Speak the Truth
This week’s post is an article from guest blogger Jim Dix. Jim is a Florida singer, trumpet player, and teacher. If you are in Florida and looking for voice or performance coaching, I recommend contacting him.
To make a song live and breathe, speak the lyrics.
Speak the lyrics of the song when learning a song (even if it’s your own original song) and check back in with this practice periodically. Speak them freely, as you would in a conversation.
This puts the meaning of the song in a context that is unsupported by melody or harmony. Speak it so that the lyrics communicate meaningfully through spoken voice alone. Connecting to the core meaning or feeling of the song like that brings you into a place where you’re really speaking from the heart or telling a story when you sing, as opposed to just singing a lot of notes with words attached.
Speaking the song also frees your phrasing from the rhythmic cadence of the rhyme scheme. It’s OK to use that cadence, but being unbound by it will yield phrasing that is conversational, natural, and fresh. You don’t generally repeat the same patterns of emphasis and rhythm in your day to day speech, right? So a conversational approach will tend to have a spontaneous and genuine delivery, which may vary naturally with every performance.
This approach will also aid in keeping a more relaxed and healthy vocal technique. Think about how much tension you have in your tongue, neck, and jaw while talking with your friends. Not much, right? That’s how relaxed it should be.

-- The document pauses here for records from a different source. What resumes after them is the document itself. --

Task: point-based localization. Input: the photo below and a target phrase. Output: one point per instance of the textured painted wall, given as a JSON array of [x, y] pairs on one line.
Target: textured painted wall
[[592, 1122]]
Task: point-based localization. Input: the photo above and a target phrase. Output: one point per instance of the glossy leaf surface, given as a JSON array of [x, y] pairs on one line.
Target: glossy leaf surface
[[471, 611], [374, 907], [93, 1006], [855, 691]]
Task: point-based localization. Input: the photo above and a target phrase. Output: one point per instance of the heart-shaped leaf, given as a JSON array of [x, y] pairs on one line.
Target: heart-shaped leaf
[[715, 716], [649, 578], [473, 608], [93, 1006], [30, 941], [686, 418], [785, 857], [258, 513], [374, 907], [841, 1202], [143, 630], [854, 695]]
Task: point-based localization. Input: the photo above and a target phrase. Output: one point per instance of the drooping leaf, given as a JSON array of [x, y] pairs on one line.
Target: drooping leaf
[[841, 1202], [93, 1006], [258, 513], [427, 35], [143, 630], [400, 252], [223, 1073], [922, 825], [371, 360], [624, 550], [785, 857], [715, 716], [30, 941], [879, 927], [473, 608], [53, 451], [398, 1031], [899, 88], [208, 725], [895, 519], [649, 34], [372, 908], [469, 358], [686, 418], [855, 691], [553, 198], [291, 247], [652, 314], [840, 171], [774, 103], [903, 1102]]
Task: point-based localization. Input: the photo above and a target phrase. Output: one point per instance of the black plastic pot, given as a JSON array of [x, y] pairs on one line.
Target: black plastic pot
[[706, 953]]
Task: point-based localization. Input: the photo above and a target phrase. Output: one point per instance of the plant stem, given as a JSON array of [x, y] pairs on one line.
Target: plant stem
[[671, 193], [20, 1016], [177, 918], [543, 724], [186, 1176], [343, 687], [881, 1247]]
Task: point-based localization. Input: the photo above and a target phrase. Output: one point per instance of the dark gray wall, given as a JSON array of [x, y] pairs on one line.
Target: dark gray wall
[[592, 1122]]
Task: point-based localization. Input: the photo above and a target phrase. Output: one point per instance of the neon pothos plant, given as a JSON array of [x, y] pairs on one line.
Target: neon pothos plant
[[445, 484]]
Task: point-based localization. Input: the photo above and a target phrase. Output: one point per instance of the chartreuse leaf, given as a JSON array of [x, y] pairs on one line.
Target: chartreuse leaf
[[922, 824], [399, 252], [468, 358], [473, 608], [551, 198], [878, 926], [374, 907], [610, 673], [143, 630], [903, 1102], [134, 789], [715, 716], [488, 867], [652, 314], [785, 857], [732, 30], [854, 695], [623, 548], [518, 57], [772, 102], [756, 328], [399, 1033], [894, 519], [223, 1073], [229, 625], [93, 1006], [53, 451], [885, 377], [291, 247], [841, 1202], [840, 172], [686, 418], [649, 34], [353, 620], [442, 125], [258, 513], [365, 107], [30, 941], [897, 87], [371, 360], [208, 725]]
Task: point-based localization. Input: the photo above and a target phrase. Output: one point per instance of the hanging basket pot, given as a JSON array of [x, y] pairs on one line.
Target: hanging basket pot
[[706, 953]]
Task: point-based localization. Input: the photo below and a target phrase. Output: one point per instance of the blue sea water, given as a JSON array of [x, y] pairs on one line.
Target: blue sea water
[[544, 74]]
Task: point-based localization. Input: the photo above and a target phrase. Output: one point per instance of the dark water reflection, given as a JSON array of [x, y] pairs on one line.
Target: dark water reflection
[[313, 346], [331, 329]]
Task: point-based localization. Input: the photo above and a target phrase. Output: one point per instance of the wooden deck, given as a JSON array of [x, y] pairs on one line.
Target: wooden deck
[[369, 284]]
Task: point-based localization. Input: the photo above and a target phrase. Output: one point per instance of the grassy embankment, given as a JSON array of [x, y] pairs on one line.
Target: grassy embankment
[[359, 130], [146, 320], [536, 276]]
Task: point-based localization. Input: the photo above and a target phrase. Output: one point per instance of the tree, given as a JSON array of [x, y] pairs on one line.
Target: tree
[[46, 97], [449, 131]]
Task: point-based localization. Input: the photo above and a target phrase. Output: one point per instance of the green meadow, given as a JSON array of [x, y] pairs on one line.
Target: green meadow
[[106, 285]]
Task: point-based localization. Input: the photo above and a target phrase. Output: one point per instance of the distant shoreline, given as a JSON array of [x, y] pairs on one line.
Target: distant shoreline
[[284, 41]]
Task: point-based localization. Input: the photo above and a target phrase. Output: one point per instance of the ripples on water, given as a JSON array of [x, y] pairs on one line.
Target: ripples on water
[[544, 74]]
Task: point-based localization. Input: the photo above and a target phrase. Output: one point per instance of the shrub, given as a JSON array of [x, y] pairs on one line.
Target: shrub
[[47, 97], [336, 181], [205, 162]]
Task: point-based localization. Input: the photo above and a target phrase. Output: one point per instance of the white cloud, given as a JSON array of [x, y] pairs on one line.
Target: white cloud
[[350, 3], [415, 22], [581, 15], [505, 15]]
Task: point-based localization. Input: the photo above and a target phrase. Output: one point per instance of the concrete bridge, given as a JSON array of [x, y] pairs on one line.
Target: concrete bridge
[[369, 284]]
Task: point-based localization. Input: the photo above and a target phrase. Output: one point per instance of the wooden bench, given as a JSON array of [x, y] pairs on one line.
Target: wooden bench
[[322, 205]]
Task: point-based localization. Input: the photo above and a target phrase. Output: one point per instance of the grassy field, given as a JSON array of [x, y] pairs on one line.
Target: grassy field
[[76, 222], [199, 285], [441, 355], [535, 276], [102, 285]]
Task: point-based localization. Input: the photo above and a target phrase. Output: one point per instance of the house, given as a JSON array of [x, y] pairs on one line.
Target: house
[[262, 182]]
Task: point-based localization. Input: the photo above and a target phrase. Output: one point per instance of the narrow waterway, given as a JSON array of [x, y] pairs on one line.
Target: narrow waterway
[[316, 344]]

Next, speak the lyrics and add tone. It doesn’t even have to be the melody of the song. In fact, it’s probably better if it’s not. Just something to get you making tonal phonation while speaking the lyrics.
Finally, speak the lyrics over the melody, retaining the kinds of inflections and phrasing you used when speaking them without music.
Bring lyrics to life by speaking them to yourself. Make them live for your audience by speaking them in song.